Pomiń zawartość →

Eryk Ostrowski, Tajemnice wichrowych wzgórz. Prawdziwa historia Branwella i Charlotte Brontë

Jeśli należycie do ogromnej rzeszy czytelników uwielbiacie twórczość sióstr Brontë i od pierwszej strony pierwszej książki ich autorstwa oddychacie niezwykłą atmosferą yorkshirskich wrzosowisk, a w każdym napotkanym mężczyźnie dopatrujecie się rysów albo pana Rochestera, albo Heathcliffa, pokochacie tę książkę, choć nie będzie to łatwa miłość. Eryk Ostrowski po raz kolejny zabiera nas w podróż w przeszłość, do źródeł powstania arcydzieł światowej literatury, ale podróż ta wymaga od nas wielkiego skupienia, cierpliwości, znajomości kanonicznych powieści Brontë i oceanów wolnego czasu, gdyż dzieło jest opasłe, a oderwać się od niego nie sposób. Ci, którzy czytali poprzednią książkę autora, czyli Charlotte Brontë i jej siostry śpiące, wiedzą już zapewne z czym będą mieli do czynienia, jaki stopień drobiazgowości i jakie interpretacje oferuje Eryk Ostrowski. I nawet jeśli nie do końca nam to odpowiadało, warto pochylić się nad najnowszą biografią Branwella i Charlotte, gdyż jest to dzieło oryginalne, kontrowersyjne i otwierające nowe przestrzenie do interpretacji twórczości genialnego rodzeństwa.

Branwell wyklęty

Źródła wskazują na to, że Branwell i Charlotte byli ze sobą szczególnie związani i nie chodzi tylko o bratersko-siostrzaną więź, ale też o ścisłą współpracę i liczne wpływy na gruncie twórczości artystycznej. Niestety, w pewnym momencie coś się między rodzeństwem popsuło, a wynikiem zerwania ich szczególnej więzi było niemal całkowite wymazanie Branwella z kart historii przez Charlotte, która zniszczyła wiele dokumentów (dziś z pewnością byłyby bezcennym świadectwem geniuszu), a w prywatnej korespondencji pisała o bracie jak najgorzej. Eryk Ostrowski przeprowadza skrupulatne śledztwo w tej właśnie sprawie, przy okazji pokazując krok po kroku, jak wyglądało budowanie negatywnej legendy demonicznego Branwella i jak każdy z kolejnych biografów dokładał do niej kolejną cegiełkę uprzedzeń i niepotwierdzonych plotek.
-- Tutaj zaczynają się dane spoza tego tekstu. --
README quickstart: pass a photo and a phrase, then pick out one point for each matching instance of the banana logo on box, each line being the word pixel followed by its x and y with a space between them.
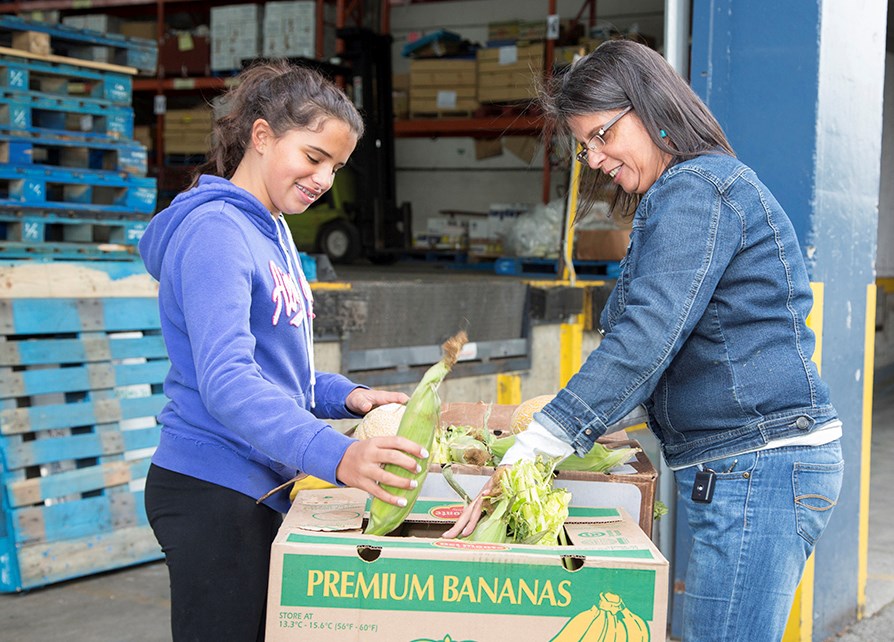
pixel 609 621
„Biografowie wysnuli dziesiątki hipotez, które uformowały się w jego biografię. Oprócz alkoholizmu, narkomanii, schizofrenii, wątku homoseksualnego nie zabrakło też pedofilii, kazirodztwa, fałszerstw, morderstwa i samobójstwa”.
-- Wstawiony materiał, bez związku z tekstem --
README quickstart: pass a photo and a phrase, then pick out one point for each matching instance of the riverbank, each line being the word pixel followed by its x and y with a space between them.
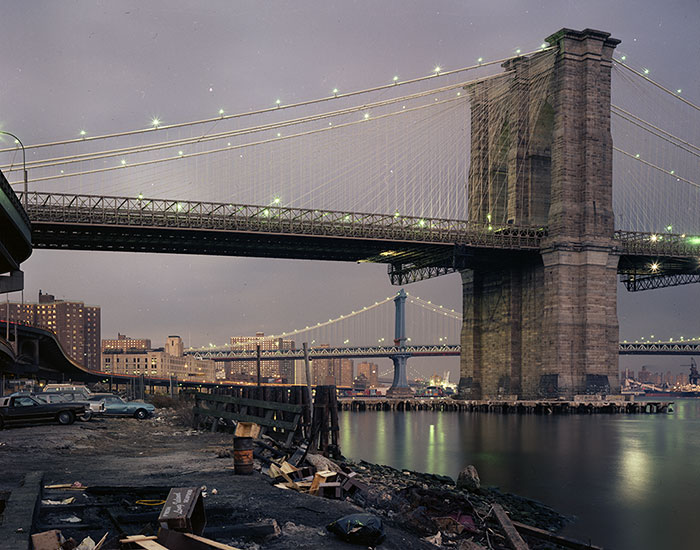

Nawet współcześnie, za pomocą nie tylko publikacji historycznoliterackich, ale nawet filmów, potwierdza się wersję pokazującą Branwella jako wcielonego szatana, który zgotował rodzinie na plebanii w Haworth prawdziwe piekło. Czy może w takim razie dziwić fakt, że wielu czytelników w ogóle nie wie, że siostry Brontë miały jakiegoś brata, a ci, którzy zdają sobie z tego sprawę, uważają, że zasłużył on na wzgardę i potępienie? Wymazanie ze zbiorowej pamięci imienia wydaje się bardzo dotkliwą karą, szczególnie dla niepozbawionego ambicji twórcy, jednak mało kto współczuł do tej pory Branwellowi, którego nie tylko imię, ale nawet wizerunek na rodzinnym portrecie, uległ zatarciu.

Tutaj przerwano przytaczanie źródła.